The new study, led by Johannes Krause, a geneticist at the Max Planck Institute for the Science of Human History in Jena, Germany, used next-generation sequencing methods to read stretches of any DNA present in a sample and fish out those that resembled human DNA. The complete reads allowed the team to spot tell-tale damage patterns associated only with ancient DNA. That makes the new analysis much more reliable, says Hannes Schroeder, an ancient DNA researcher at the University of Copenhagen. “It succeeds where previous studies on Egyptian mummies have failed or fallen short.”
Krause, who has studied the DNA of Neandertals, Denisovans, and prehistoric migrants to Europe, recently gravitated toward ancient Egyptian mummies because of the empire’s tumultuous political history. At various points, it was conquered by Assyrians from the Near East, Nubians from farther south along the Nile, Persians, Greeks, and Romans, among others. “Our question was, did those foreign conquests have a genetic impact?” Krause says.
Krause turned to a collection of 151 mummy heads from the ancient settlement of Abusir el-Meleq, about 100 kilometers south of Cairo along the Nile. The settlement was devoted to Osiris, the god of the dead, making it a popular burial spot for many centuries. The heads were excavated (and removed from their bodies) in the early 20th century and now reside in two collections in Germany, at the University of Tübingen and Berlin’s Museum of Prehistory and Early History. Radiocarbon dating shows that the mummies span 1300 years of ancient Egyptian history, during many of the foreign conquests and then Egypt’s incorporation into first the Greek and then the Roman empires.
Whereas the mummies’ soft tissue contained almost no DNA, the bones and teeth were chock full of genetic material. Ninety of the mummies yielded DNA once housed in mitochondria, the power plants of cells. Mitochondria carry only a few genes, but they are so plentiful that it’s often easier to find their DNA than the single full human genome in a cell’s nucleus. Still, because mitochondrial DNA is passed down from mother to child, it leaves out the story of the father’s DNA. The nuclear genome, which contains DNA from both parents, is far more informative. Unfortunately, Krause says, only a few of the mummies’ nuclear genomes were well preserved, and even fewer passed his strict contamination tests. His team ended up with nuclear genome samples from only three mummies, each from a different time period.
Krause’s team compared the mummies’ mitochondrial and nuclear DNA to ancient and modern populations in the Near East and Africa. They discovered that ancient Egyptians closely resembled ancient and modern Near Eastern populations, especially those in the Levant. What’s more, the genetics of the mummies remained remarkably consistent even as different powers conquered the empire. It’s possible that the mitochondrial genomes simply don’t record the genetic contributions of foreign fathers, says Yehia Gad, a molecular geneticist at the National Research Centre in Cairo and a founder of the Egyptian Museum’s ancient DNA lab who worked with Zink on past mummy studies. But the three mummies with nuclear genome data also show striking genetic continuity, Krause points out.

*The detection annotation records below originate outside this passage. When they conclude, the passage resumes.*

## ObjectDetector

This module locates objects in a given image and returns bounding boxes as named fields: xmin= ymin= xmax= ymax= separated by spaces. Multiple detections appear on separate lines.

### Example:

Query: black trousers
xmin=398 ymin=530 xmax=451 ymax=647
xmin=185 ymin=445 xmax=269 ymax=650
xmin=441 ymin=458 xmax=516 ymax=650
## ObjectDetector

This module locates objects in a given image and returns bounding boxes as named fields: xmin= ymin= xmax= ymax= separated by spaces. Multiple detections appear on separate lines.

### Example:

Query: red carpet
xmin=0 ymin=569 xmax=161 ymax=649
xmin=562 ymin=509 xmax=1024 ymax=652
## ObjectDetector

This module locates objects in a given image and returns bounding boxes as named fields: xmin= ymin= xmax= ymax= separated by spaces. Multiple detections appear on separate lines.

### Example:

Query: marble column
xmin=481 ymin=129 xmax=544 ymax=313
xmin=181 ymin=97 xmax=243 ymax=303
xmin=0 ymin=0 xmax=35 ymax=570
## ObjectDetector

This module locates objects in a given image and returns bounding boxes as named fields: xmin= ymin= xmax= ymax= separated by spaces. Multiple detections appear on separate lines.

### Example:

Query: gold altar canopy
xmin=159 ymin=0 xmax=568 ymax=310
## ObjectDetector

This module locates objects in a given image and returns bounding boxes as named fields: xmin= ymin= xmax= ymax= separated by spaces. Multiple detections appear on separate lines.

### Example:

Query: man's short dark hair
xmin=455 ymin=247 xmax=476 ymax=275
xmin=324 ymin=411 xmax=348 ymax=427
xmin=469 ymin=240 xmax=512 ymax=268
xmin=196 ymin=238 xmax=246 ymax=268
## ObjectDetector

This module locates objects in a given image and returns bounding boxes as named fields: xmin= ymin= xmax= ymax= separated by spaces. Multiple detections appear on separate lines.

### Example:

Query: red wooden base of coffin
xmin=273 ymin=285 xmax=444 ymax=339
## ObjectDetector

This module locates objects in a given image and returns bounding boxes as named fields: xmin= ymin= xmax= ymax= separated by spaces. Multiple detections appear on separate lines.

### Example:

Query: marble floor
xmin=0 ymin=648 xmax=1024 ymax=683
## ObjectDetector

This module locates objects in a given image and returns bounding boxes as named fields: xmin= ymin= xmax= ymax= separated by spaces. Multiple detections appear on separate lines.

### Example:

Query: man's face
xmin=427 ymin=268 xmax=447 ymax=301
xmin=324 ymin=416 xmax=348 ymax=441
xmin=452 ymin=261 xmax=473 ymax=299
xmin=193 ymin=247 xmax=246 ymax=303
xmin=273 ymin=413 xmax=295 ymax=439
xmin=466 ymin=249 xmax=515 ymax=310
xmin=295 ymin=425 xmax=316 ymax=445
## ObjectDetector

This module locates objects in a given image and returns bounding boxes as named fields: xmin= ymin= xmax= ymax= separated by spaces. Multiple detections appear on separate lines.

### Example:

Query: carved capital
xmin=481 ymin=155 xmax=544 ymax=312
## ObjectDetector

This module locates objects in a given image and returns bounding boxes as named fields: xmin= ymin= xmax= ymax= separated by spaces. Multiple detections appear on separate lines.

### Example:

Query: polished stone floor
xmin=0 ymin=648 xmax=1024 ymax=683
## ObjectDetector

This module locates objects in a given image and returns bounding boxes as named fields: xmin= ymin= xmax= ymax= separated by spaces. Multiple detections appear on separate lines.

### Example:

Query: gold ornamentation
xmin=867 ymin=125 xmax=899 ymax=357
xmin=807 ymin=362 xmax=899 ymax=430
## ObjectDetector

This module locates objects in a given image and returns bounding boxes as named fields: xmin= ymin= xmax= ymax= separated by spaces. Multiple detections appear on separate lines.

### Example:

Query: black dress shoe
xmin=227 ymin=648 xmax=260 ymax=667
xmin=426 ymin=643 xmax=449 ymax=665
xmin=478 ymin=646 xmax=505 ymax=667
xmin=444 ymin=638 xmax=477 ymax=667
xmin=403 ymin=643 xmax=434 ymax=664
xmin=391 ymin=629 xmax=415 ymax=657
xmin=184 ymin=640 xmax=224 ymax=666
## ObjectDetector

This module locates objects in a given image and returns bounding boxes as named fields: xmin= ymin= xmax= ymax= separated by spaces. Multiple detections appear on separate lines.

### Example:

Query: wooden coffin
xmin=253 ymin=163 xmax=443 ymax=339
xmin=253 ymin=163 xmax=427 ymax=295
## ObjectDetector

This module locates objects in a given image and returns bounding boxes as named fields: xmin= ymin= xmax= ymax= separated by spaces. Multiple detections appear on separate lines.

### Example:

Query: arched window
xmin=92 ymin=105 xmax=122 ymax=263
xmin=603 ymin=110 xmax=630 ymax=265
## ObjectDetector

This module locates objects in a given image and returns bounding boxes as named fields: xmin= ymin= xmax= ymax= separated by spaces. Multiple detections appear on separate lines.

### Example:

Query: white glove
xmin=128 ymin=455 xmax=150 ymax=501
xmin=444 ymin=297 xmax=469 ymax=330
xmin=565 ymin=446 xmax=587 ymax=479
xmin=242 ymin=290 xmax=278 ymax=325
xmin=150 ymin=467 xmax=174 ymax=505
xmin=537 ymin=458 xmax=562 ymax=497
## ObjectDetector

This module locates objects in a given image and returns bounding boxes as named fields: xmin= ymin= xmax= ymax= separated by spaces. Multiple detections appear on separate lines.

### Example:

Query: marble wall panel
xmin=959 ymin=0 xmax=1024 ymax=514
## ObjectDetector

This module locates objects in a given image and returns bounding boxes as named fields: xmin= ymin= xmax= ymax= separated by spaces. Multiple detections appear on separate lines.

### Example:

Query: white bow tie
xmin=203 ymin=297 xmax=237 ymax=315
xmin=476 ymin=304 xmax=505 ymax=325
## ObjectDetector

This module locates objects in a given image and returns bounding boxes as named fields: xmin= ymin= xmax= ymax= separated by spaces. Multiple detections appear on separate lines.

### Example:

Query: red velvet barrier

Later, however, something did alter the genomes of Egyptians. Although the mummies contain almost no DNA from sub-Saharan Africa, some 15% to 20% of modern Egyptians’ mitochondrial DNA reflects sub-Saharan ancestry. “It’s really unexpected that we see this very late shift,” Krause says. He suspects increased trade along the Nile—including the slave trade—or the spread of Islam in the Middle Ages may have intensified contact between Northern and sub-Saharan Africa.
Geneticist Iosif Lazaridis of Harvard Medical School in Boston, who studies how and when ancient populations mixed, calls the new results “a big accomplishment.” But he wonders how representative Abusir el-Meleq is of ancient Egypt as a whole. “Egypt is a big place,” he says. Other regions may have experienced its conquests in different ways, some perhaps with more genetic mixing. But Lazaridis hopes for more revelations to come. “Now that it’s been proven that it’s possible to sample from mummies—well, there are literally thousands of mummies.”